Aber ich finde die 50€ auch zu hoch angesetzt. Mehr als 30€ würde ich nicht ausgeben. Bin halt geizig
Ich hatte es früher so gemacht, das ich mir das Cover immer ausgedruckt habe. Sah genau so aus wie das Original


----------



## ich111 (11. Juni 2012)

POWER_TO_THE_GROUND schrieb:


> wenn sie mich nicht immer zu erst töten würde
> Die kommen immer mit ihrem Scheiss riesen Messer


 Für mich ist das eher ein billiges Küchenmesser


----------



## POWER_TO_THE_GROUND (11. Juni 2012)

Dafür ist es aber ziemlich groß und scharf


----------



## 10203040 (11. Juni 2012)

noname545 schrieb:


> wer zockt denn schon noch BF3?
> Aber ich finde die 50€ auch zu hoch angesetzt. Mehr als 30€ würde ich nicht ausgeben. Bin halt geizig
> Ich hatte es früher so gemacht, das ich mir das Cover immer ausgedruckt habe. Sah genau so aus wie das Original


 
Ich zock es noch, macht mir noch Spaß^^


----------



## POWER_TO_THE_GROUND (11. Juni 2012)

mir auch


----------



## Shiny49 (12. Juni 2012)

ich111 schrieb:


> Für mich ist das eher ein billiges Küchenmesser


 
Also ich finde, dass es eher wie ein Teppichmesser aussieht




			Dieser Inhalt steht nur eingeloggten Mitgliedern zur Verfügung.
        



Sieht ziemlich dumm aus, wenn ihr mich fragt. Und das beste ist, man kann es nichtmal durch das alte ersetzen, wenn man Premium hat


----------



## mrnils253 (12. Juni 2012)

*AW: Battlefield Premium wird im Handel erscheinen*



twentythree schrieb:


> Perfekt.
> Ohne Verpackung wird gar nix gekauft


 
Also Strom wird bei dir in Kartons geliefert ? 

Vllt. hat man ja Glück und der Planet hauts für 40€ oder 45€ raus


----------



## ich111 (12. Juni 2012)

Shiny49 schrieb:


> Also ich finde, dass es eher wie ein Teppichmesser aussieht
> 
> http://sublimation-shop.de/shop_2/images/product_images/popup_images/87_0.jpg
> 
> Sieht ziemlich dumm aus, wenn ihr mich fragt.

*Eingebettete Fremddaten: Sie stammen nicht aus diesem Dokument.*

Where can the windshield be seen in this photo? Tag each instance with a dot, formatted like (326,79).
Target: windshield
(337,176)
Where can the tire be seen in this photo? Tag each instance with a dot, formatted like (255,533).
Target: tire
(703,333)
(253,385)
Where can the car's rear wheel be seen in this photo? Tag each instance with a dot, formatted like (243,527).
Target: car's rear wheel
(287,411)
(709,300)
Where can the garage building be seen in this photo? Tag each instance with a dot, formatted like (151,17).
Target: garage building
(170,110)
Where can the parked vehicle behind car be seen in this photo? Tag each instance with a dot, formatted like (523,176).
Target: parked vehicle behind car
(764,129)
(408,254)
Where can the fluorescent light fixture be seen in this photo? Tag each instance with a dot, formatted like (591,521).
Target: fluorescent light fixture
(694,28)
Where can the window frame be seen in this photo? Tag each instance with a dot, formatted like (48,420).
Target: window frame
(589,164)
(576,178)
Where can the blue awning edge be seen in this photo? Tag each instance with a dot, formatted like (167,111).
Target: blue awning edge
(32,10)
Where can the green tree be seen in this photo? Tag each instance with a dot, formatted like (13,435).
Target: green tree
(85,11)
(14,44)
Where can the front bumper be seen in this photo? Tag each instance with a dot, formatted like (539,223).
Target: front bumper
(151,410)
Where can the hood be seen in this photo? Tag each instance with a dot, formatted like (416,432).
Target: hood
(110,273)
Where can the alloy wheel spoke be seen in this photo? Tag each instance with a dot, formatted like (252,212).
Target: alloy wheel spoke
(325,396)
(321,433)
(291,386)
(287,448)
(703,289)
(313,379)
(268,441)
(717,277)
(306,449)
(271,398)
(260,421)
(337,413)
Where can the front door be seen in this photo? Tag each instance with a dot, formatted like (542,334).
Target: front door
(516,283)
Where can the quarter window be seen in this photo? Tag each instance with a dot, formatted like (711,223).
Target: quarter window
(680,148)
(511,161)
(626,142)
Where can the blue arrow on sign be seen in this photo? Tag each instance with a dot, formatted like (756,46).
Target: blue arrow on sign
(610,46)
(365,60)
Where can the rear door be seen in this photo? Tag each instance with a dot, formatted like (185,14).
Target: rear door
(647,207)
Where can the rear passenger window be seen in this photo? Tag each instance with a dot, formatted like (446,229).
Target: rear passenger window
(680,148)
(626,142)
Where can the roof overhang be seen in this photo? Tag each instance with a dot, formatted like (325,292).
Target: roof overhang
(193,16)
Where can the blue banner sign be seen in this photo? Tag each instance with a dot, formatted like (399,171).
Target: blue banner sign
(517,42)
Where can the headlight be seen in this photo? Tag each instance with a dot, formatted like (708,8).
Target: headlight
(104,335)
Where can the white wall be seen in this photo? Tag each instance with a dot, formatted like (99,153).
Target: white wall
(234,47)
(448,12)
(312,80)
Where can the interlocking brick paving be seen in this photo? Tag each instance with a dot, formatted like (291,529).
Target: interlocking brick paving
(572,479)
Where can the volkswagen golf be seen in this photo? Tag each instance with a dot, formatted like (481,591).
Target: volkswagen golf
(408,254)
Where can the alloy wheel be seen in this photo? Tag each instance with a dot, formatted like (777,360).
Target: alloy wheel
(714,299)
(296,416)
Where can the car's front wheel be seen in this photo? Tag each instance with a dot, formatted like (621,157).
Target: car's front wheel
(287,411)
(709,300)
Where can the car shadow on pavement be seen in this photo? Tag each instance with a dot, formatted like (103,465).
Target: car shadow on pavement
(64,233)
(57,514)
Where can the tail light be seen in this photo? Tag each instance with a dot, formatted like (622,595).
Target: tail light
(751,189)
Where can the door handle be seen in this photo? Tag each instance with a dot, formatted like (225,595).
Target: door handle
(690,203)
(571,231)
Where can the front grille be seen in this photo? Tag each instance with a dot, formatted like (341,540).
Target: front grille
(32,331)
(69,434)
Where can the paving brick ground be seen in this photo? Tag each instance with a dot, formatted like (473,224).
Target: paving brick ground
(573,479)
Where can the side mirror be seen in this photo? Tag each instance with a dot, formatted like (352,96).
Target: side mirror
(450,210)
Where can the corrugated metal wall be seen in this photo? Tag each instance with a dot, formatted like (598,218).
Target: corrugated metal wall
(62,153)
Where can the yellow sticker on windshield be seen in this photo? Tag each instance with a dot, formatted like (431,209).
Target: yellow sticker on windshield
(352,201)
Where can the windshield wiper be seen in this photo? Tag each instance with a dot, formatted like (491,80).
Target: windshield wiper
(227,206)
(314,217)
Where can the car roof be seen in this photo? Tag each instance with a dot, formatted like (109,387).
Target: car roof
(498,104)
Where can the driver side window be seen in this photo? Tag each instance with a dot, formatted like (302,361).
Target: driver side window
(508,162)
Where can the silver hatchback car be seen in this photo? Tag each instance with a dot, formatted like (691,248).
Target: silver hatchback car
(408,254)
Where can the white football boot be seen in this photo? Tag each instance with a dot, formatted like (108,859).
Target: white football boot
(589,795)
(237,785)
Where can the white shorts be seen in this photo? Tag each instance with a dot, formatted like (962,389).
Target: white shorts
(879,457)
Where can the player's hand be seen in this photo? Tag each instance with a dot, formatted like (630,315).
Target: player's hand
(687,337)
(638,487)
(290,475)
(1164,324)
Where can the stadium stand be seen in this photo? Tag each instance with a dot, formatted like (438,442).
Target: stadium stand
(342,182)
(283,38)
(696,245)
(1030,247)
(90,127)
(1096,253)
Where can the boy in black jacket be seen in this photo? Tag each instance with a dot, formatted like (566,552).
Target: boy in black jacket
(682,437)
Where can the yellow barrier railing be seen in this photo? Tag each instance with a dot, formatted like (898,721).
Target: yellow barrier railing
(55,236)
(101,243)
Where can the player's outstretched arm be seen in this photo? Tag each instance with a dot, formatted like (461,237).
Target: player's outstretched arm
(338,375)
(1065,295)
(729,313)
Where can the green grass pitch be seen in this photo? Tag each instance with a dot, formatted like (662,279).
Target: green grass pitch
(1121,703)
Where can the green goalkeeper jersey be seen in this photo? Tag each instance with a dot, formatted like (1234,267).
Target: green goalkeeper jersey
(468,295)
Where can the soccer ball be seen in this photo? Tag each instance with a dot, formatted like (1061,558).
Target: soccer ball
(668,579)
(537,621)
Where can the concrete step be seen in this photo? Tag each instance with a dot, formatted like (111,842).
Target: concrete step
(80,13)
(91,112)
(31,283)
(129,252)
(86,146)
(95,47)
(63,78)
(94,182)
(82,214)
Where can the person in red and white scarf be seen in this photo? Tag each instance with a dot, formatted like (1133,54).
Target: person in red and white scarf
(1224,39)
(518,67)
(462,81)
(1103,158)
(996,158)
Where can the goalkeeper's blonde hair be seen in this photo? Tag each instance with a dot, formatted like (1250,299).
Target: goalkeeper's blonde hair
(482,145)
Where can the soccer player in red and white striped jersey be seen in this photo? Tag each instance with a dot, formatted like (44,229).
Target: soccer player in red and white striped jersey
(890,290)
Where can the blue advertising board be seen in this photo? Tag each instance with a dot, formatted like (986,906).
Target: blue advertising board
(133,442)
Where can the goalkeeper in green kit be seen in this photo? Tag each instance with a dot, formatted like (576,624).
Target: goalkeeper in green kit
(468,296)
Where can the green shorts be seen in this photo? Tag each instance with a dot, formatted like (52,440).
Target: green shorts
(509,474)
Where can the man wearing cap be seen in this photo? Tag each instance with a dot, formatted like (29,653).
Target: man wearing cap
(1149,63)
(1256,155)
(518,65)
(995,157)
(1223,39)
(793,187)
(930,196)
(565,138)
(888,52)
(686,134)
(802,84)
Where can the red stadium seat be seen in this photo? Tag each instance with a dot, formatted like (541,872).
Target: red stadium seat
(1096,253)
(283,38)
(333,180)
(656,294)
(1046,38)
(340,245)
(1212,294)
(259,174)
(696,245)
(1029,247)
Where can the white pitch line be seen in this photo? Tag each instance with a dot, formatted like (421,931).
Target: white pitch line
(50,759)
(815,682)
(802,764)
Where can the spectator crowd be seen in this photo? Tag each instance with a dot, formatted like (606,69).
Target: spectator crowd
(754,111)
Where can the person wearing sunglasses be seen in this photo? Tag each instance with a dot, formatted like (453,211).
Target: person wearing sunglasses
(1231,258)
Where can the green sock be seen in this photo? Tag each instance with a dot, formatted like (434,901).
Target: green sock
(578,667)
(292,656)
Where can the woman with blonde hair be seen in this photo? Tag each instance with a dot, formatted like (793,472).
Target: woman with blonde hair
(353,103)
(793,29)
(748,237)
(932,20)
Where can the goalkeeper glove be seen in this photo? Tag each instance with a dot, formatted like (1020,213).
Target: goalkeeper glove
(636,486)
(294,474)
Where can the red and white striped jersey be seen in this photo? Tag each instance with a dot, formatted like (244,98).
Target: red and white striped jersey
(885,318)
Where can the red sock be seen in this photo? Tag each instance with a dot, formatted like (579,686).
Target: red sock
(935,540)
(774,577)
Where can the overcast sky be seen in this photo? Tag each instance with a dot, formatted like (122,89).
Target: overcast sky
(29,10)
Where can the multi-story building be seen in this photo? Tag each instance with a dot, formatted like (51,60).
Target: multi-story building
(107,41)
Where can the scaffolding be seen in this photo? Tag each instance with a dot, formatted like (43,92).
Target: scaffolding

Und das beste ist, man kann es nichtmal durch das alte ersetzen, wenn man Premium hat



Ich habe das Messer als Werbegeschenk erhalten:


----------



## Wincenty (12. Juni 2012)

ich111 schrieb:


> Ich habe das Messer als Werbegeschenk erhalten:


 Solche ähnlichen Messer bringt mein Vater immer von seiner Arbeit mit 
die scheiden Gut aber nur solange der Schnitt gerade gezogen wird ansonsten ist es wie bei ner Säge biegen und hängen


----------



## MaxMax (12. Juni 2012)

hi, ist das BF3 premium ein all in one paket? ich meine damit, ist der singleplayer, limited edition inhalte, vorbesteller bonus, alle DLCs etc. usw darin enthalten?
vielen dank


----------



## ich111 (12. Juni 2012)

Jein. Battlefield Premium enthält alle Erweiterungen und ein paar extras, das eigenliche Spiel muss man sich aber extra kaufen



Wincenty schrieb:


> Solche ähnlichen Messer bringt mein Vater immer von seiner Arbeit mit
> die scheiden Gut aber nur solange der Schnitt gerade gezogen wird ansonsten ist es wie bei ner Säge biegen und hängen


Das mit den Eigenschaften stimmt   Das Premium Messer sieht dem aber sehr ähnlich


----------



## Westcoast (12. Juni 2012)

dann kann man sich ja im handel gleich das premium paket kaufen, weil ich finde diese zahlungsmöglichkeiten mit paysafecard, paypal oder kreditkarte blöd.
naja mal schauen, wann das premium paket im handel erscheint, man bekommt ja auch die dvd dazu denke ich mal oder nur einen code.


----------



## razzor1984 (12. Juni 2012)

*AW: Battlefield Premium wird im Handel erscheinen*



mumaker schrieb:


> 30-35 € würde ich für Premium ausgeben. nicht mehr !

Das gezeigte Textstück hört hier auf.